From clinical experience the researchers believe that there may be a relationship between sex and whether an individual had heart disease.
Answer: Sex and heart disease status should be categorical variables
Answer: a chi-squared test
Answer: Null: There is no relationship between sex and whether an individual has heart disease. Alternate: There is a relationship between sex and whether and individual had heart disease
Answer:
tab <- table(heart25$sex, heart25$disease)
tab
##
## 0 1
## 0 71 25
## 1 89 112
Answer:
chisq.test(tab)
##
## Pearson's Chi-squared test with Yates' continuity correction
##
## data: tab
## X-squared = 21.852, df = 1, p-value = 2.946e-06
test = chisq.test(tab)
test$expected >= 5
##
## 0 1
## 0 TRUE TRUE
## 1 TRUE TRUE
Answer: There is a highly significant p value, suggesting that sex (female) has a significant effect on whether an individual has heart disease, confirming the alternate hypothesis
Answer: That the expected frequency in each cell is above 5, that random sampling has occurred, that the observations are independent of each other and that the results are ordinal
Answer: OR = 3.57. Since it is greater than 1, it means there is a greater likelihood of someone female having heart disease.

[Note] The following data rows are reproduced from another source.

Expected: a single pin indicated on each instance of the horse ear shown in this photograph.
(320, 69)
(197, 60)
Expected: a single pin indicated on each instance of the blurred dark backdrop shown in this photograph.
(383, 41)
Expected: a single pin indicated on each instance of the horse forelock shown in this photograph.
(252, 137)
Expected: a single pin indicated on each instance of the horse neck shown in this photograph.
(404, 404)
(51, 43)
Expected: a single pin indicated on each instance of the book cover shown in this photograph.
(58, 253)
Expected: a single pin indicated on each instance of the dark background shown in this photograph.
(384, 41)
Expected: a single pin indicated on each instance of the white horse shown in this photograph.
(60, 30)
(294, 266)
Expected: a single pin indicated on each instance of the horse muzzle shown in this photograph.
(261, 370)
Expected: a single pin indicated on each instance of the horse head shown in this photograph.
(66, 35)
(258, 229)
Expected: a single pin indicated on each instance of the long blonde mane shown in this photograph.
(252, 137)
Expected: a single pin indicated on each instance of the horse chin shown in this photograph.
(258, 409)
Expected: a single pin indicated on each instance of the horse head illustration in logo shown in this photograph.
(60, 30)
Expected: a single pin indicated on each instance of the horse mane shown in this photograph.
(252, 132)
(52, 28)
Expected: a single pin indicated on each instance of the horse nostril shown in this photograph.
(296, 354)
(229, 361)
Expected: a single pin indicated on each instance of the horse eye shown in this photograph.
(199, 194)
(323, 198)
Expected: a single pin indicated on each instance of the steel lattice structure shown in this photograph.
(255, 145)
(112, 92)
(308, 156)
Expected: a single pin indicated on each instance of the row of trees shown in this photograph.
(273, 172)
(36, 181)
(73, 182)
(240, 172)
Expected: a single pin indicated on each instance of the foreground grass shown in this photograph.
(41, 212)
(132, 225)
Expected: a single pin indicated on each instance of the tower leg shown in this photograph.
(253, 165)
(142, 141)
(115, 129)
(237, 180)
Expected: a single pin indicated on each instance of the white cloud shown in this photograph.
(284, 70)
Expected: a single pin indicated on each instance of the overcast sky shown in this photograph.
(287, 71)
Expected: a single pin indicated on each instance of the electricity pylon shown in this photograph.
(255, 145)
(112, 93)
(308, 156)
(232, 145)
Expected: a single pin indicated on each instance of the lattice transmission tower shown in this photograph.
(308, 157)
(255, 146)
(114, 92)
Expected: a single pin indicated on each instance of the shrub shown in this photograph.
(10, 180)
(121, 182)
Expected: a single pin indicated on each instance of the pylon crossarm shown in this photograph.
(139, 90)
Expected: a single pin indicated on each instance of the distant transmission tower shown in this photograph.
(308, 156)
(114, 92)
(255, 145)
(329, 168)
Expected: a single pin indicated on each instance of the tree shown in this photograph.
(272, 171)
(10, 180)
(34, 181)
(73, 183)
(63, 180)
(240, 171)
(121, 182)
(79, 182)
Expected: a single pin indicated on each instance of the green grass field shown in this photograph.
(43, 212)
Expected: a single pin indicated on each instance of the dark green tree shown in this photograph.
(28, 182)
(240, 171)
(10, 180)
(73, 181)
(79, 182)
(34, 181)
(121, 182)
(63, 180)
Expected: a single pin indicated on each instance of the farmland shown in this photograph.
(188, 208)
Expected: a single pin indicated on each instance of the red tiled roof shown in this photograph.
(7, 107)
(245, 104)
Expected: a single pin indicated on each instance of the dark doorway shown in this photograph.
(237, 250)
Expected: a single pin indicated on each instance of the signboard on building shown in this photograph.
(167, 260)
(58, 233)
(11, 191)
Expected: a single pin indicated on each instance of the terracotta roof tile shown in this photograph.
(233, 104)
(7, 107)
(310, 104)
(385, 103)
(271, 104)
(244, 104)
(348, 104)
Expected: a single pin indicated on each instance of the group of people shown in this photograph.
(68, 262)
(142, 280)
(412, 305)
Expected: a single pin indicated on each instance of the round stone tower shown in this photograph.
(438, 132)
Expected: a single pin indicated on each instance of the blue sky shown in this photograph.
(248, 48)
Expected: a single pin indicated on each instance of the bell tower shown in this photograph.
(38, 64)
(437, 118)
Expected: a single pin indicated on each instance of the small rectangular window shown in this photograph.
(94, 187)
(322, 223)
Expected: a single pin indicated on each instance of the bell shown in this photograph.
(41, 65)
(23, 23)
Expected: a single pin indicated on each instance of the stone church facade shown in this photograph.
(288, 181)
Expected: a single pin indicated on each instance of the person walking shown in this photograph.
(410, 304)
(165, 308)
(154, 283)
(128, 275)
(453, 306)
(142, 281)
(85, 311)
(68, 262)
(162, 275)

OR <- (tab[1, 1] * tab[2, 2])/(tab[2, 1] * tab[1, 2])
OR
## [1] 3.573933
Use logistic regression to model the chance of having heart disease. For the following do not check model assumptions:
Answer: Sex, chest pain(cp), resting blood pressure(trestbps), maximum heart rate achieved(thalach), exersice induced angina(exang), number of major vessel (ca) all appear informative as they are below the significance threshold (0.05).
fit = glm(disease ~ ., heart25, family = binomial())
plot(fit)
summary(fit)
##
## Call:
## glm(formula = disease ~ ., family = binomial(), data = heart25)
##
## Coefficients:
## Estimate Std. Error z value Pr(>|z|)
## (Intercept) -7.237063 2.785366 -2.598 0.009370 **
## age -0.010452 0.023133 -0.452 0.651412
## sex 1.919064 0.441491 4.347 1.38e-05 ***
## cp 0.678500 0.188934 3.591 0.000329 ***
## trestbps 0.027149 0.010463 2.595 0.009466 **
## chol 0.006237 0.003747 1.665 0.095980 .
## fbs -1.047147 0.537209 -1.949 0.051267 .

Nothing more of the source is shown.